An undisclosed number of people have been taken hostage by an armed man at a café in the centre of Sydney.
Hundreds of armed police have sealed off the busy Martin Place in the city's central business district.
Australian Prime Minister Tony Abbott said it was unclear if the siege at a Sydney café, where hostages are being held, was politically motivated.
"We don't yet know if this is politically motivated, although there are some indications that it might be," Abbott told reporters in Canberra.
"This is a very disturbing incident. I can understand the concerns and anxieties of the Australia people," Abbott said, without providing any information on the unfolding siege.
Australian police said they had not had direct contact with an armed offender holding an undisclosed number of people hostage at a cafe in central Sydney.
"We have moved to a footing that would be consistent with aterrorist event," New South Wales Police Commissioner Andrew Scipione told reporters in Sydney.
Australia, which is backing the United States and its escalating action against Islamic State in Syria and Iraq, is on high alert for attacks by radicalised Muslims or by home-grown fighters returning from fighting in the Middle East.

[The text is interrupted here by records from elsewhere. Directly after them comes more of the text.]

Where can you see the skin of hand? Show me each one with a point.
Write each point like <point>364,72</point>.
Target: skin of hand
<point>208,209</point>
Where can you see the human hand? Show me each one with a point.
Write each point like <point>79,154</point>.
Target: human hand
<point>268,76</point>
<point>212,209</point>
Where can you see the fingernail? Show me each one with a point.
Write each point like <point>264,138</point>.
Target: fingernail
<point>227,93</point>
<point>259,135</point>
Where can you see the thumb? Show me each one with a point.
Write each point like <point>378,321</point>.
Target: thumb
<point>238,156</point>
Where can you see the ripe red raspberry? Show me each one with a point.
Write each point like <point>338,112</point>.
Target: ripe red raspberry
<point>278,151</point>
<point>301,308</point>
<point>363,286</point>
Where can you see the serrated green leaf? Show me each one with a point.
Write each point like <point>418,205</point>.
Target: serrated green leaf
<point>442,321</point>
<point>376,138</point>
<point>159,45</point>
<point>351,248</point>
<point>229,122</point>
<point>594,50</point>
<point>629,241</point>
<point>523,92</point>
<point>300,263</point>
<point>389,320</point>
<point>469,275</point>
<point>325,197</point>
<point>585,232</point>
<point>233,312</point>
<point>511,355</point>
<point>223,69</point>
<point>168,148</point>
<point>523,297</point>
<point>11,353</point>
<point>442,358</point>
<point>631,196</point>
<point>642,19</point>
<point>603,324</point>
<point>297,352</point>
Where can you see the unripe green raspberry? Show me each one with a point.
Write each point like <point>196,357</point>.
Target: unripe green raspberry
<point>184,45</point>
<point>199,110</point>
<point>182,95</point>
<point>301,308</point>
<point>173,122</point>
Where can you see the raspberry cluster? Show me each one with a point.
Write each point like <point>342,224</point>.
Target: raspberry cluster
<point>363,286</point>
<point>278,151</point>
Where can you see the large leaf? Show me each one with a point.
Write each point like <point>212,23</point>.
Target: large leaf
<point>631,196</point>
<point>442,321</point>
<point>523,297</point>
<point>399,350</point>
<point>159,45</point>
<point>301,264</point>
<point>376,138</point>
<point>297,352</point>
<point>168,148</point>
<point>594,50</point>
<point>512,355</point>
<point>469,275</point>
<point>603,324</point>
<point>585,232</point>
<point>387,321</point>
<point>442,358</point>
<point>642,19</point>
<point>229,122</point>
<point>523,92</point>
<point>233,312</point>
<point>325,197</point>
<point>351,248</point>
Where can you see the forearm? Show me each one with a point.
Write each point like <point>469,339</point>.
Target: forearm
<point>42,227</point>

Part of Martin Place, home to the Reserve Bank of Australia, commercial banks and close to the New South Wales state parliament, has been closed off by armed police.
Live television footage showed patrons inside a cafe standing with their hands pressed against the windows. A black flag similar with Arabic writing on it was also visible.
Dozens of police including a SWAT team were setting up and a couple of hundred people were being held back by cordons.
Trains and buses were stopped and roads were blocked in the area, with train operators saying there had been a bomb threat at Martin Place.
NSW Police tweeted: "A police operation is underway in Martin Place, Sydney's CBD. People are advised to avoid the area."